Taro Logo

Word Ladder II

Medium
4 views
2 months ago

A transformation sequence from word beginWord to word endWord using a dictionary wordList is a sequence of words beginWord -> s1 -> s2 -> ... -> sk such that:

  1. Every adjacent pair of words differs by a single letter.
  2. Every si for 1 <= i <= k is in wordList. Note that beginWord does not need to be in wordList.
  3. sk == endWord

Given two words, beginWord and endWord, and a dictionary wordList, return all the shortest transformation sequences from beginWord to endWord, or an empty list if no such sequence exists.

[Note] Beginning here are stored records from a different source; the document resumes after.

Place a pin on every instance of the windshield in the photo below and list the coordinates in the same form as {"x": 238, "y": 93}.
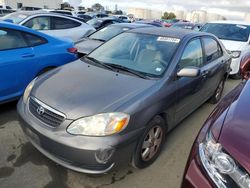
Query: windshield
{"x": 15, "y": 17}
{"x": 234, "y": 32}
{"x": 95, "y": 22}
{"x": 147, "y": 54}
{"x": 108, "y": 33}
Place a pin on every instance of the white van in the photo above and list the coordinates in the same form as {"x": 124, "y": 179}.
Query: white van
{"x": 235, "y": 37}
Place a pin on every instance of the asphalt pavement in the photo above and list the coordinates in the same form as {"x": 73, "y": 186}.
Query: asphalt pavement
{"x": 21, "y": 165}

Each sequence should be returned as a list of the words [beginWord, s1, s2, ..., sk].

For example:

Input: beginWord = "hit", endWord = "cog", wordList = ["hot","dot","dog","lot","log","cog"] Output: [["hit","hot","dot","dog","cog"],["hit","hot","lot","log","cog"]]

There are 2 shortest transformation sequences: "hit" -> "hot" -> "dot" -> "dog" -> "cog" "hit" -> "hot" -> "lot" -> "log" -> "cog"

Input: beginWord = "hit", endWord = "cog", wordList = ["hot","dot","dog","lot","log"] Output: []

Can you provide a Python function that implements this and explain the time and space complexity?

Sample Answer
from collections import defaultdict

def findLadders(beginWord: str, endWord: str, wordList: list[str]) -> list[list[str]]:
    # Convert wordList to a set for faster lookup
    wordList = set(wordList)
    if endWord not in wordList:
        return []

    # Build the adjacency list (graph) for words that differ by one letter
    adj = defaultdict(list)
    all_words = wordList | {beginWord}
    for word1 in all_words:
        for word2 in all_words:
            if word1 != word2 and differ_by_one_letter(word1, word2):
                adj[word1].append(word2)

    # BFS to find the shortest paths
    queue = [(beginWord, [beginWord])]
    visited = {beginWord}
    shortest_length = float('inf')
    result = []

    while queue:
        curr_word, path = queue.pop(0)

        if len(path) > shortest_length:
            break

        if curr_word == endWord:
            shortest_length = len(path)
            result.append(path)
            continue

        for neighbor in adj[curr_word]:
            if neighbor not in visited:
                visited.add(neighbor)
                queue.append((neighbor, path + [neighbor]))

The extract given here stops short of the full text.